On the other hand, to control how the police use the “urgent provision”, “a commission should be set – by legislators, scholars and judges, to regularly ask for reports from criminal authorities and also from service providers to confront all the information”.

“This would be a huge step in guaranteeing the protection of the basic rights of each citizen,” adds Bastos.

Scams Inc

Online racketeers are constantly changing and updating their skills. A few recent cases paint

an ominous picture

Latvian tax hacking

An unknown group of hackers said they had illegally downloaded millions of Latvian tax documents to show that Riga’s attempts to fight the economic crisis were not working. An alleged hacker using the alias “Neo” reported that over a period of three months, his group used a security loophole to download over 7.5 million documents from the State Revenue Service’s website. The massive data theft has embarrassed politicians and officials whose income and wealth – often many times the national average – has been exposed to the public at a time when Latvia is undergoing painful budget cutbacks to rebound from a severe recession.

Rogue carbon trading

Earlier this year, an organised group of hackers got access to online accounts where companies maintain their carbon credits, according to Der Spiegel. The German newspaper said the hackers launched a phishing attack against employees of companies in Europe, New Zealand and Japan, which appeared to come from the German Emissions Trading Authority. Using the workers´ credentials, the hackers were able to hi-jack the credentials to access the companies´ Trading Authority accounts and transfer their carbon credits to two other accounts controlled by them. According to the BBC, it’s estimated the hackers stole 250,000 carbon credit permits from six companies worth more than US$4 million.

Taking it – from ATMs

According to a federal grand jury indictment in 2008, two hackers, using bank accounts and PINs stolen over the internet, managed to steal millions of dollars from Citibank. The pair is alleged to be part of a worldwide scam that has made 9,000 fraudulent ATM withdrawals, according to court documents. ATM cards encoded with Citibank customer account information were used to withdraw the money.

Google under attack

Global media reports say computer codes used in the recent attacks on the networks of Google and dozens of other major US companies were developed by a group of Chinese hackers. Some say they were security professionals, consultants and temporary contractors, while others believe it appears to have been deployed by amateurs. Nonetheless, the computer attack made Google leave the mainland and created a firestorm between Washington and Beijing. Chinese authorities have denied any involvement and dismissed the reports that linked the attack to two local schools. Google and Beijing are still trying
to reach a final solution about the company’s future in the mainland.

Large wire fraud

In 1994, Vladimir Levin accessed the accounts of several large corporate customers of Citibank via their dial-up wire transfer service and transferred funds to accounts set up by accomplices in different countries. Three of his accomplices were arrested and the interrogation directed investigators to Levin, a 23-year-old computer programmer in St. Petersburg. However, at the time, there were no extradition treaties between the US and Russia covering these crimes, but in March 1995 Levin was apprehended in London making an interconnecting flight from Moscow. Levin was delivered into US custody in September 1997, and in a plea agreement he admitted to one count of conspiracy to defraud and to stealing US$3.7 million.

Baidu offline

China’s leading search engine has revealed a shocking lack of security nous as its chosen domain name registrar was responsible for a prolonged outage last January. Baidu, which commands 70 percent of the Chinese search market, was offline for at least four hours. During the incident, its baidu.com home page instead showed the messaged “This site has been hacked by the Iranian Cyber Army”. China’s Baidu says in legal papers that an obvious scammer was able to con Register.com support staff into handing over the keys to its kingdom, resulting in millions of dollars in lost revenue.

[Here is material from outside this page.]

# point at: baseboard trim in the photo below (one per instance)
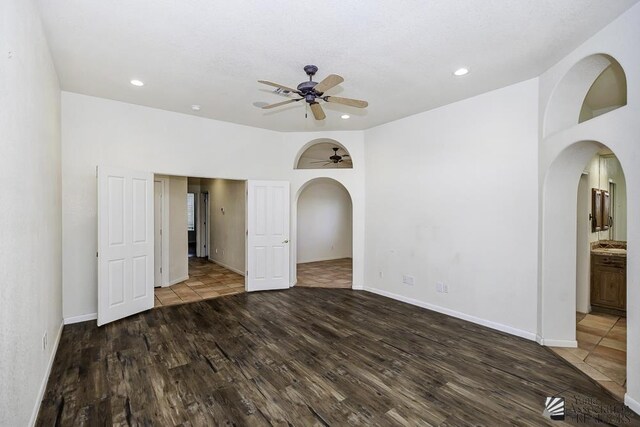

Classification and solutions

The Council of Europe’s Cybercrime Treaty identifies offences ranging from criminal activity against data, to content and copyright infringement. However the United Nations Manual on the Prevention and Control of Computer Related Crime gives a broader definition which includes fraud, computer sabotage, forgery, drug trafficking, unauthorised access, dealing in child pornography and even cyberstalking

Common crimes

Password phishing and sniffers

Offenders often dupe new and unsophisticated Internet users into revealing their passwords by pretending to be law enforcement officials or agents of the service-provider. Password sniffers use software to identify a user’s password, which can then be used to hide their true identities and commit other crimes – ranging from unauthorised use of computer systems to economic crimes, vandalism or terrorist offences.

Spoofing

Spoofers use various techniques to disguise a computer to electronically “look” like another, so that access may be gained to a normally restricted system, and crimes committed.

Fraud

Fraudulent offers have already been made to consumers in the region of electronic commerce, such as trading stocks and bonds or buying and selling computer equipment. You have to remember there is no such thing as “free money”. If anyone offers you free money, you should automatically consider them a scammer. Also, do not become a “money mule”. Cybercriminals hire legitimate bank account owners that are normally unaware that they are “mulling” stolen money, but think that they are being paid for “working from home” and other moneymaking schemes. The stolen money is transferred to his/her bank account. Later on, after deduction of his or her commission, it is again transferred to a bank account provided by the offenders.

Gambling

Online gambling has increased as commerce provides ways of establishing credit and transferring funds on the Internet. Problems have arisen in countries where gambling is a crime, or where domestic authorities require licenses. Also, fairness to players cannot be guaranteed, given the technical and jurisdictional hassles of monitoring games.

Sabotaging systems

Attacks such as “mail bombings” can send repeated messages to an e-mail address or website, denying legitimate users access to it. The mail influx can potentially overwhelm the receiver’s personal account and shut down entire systems. Although a disastrously disruptive practice, it is not necessarily illegal.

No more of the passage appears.